# Topic Modelling and Interactive Visuals in R

The [*Catalogue of Political and Personal Satires*](https://www.britishmuseum.org/collection/term/BIB294) is the the primary reference work for the study of British satirical prints of the 18th and 19th century hosted by the Department of Prints and Drawings in the British Museum-- it features things like ["Mr Justic Bull's Decision in the case of Genuine Tea versus anti Genuine"](https://www.britishmuseum.org/collection/object/P_1868-0808-8405):

![Mr Justic Bull's Decision in the case of Genuine Tea versus anti Genuine](1274772001.jpg)

In 2018, there was a project by the [Sussex Humanities Lab](https://www.sussex.ac.uk/research/centres/sussex-humanities-lab/) titled [*Curatorial Voice: legacy descriptions of art objects and their contemporary uses*](https://curatorialvoice.github.io/). It looked at the metadata of the BM Satire catalogue and focused on using methods to analyze the 1.5 million words written by the historian [Mary Dorothy George](https://en.wikipedia.org/wiki/M._Dorothy_George) between 1935 and 1954 to describe 12,552 Georgian satirical prints.

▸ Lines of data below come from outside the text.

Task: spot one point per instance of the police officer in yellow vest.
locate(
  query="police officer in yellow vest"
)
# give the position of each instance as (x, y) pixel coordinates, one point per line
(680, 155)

For this tutorial, we will be using some of the [data collected](https://github.com/CuratorialVoice/code/tree/v1.0) during this project, and rather than looking specifically at the descriptions of Mary Dorothy George, we'll look at descriptions from the BM Satire catalogue of prints which were published during the early modern period (1500-1800).

[Here's a video explaining topic modelling](https://youtu.be/gN2x_KjJI1o) by Prof. Graham. Essentially, topic modelling is the process of identifying themes or "topics" in a set of documents by deconstructing the text into however many topics you specify, and creating what the topics actually are based on how words relate to each other (if you want to learn more, [see here](http://www.scottbot.net/HIAL/index.html@p=19113.html)). LDA topic modelling is most commonly used for analyzing large text corpuses, but by applying it to the metadata of items in the BM Satire collection, we can look at both the language used to describe the items within the collection by the curators, as well as arrange the topics found in the collection across the early modern period based on their proportion and original publication date.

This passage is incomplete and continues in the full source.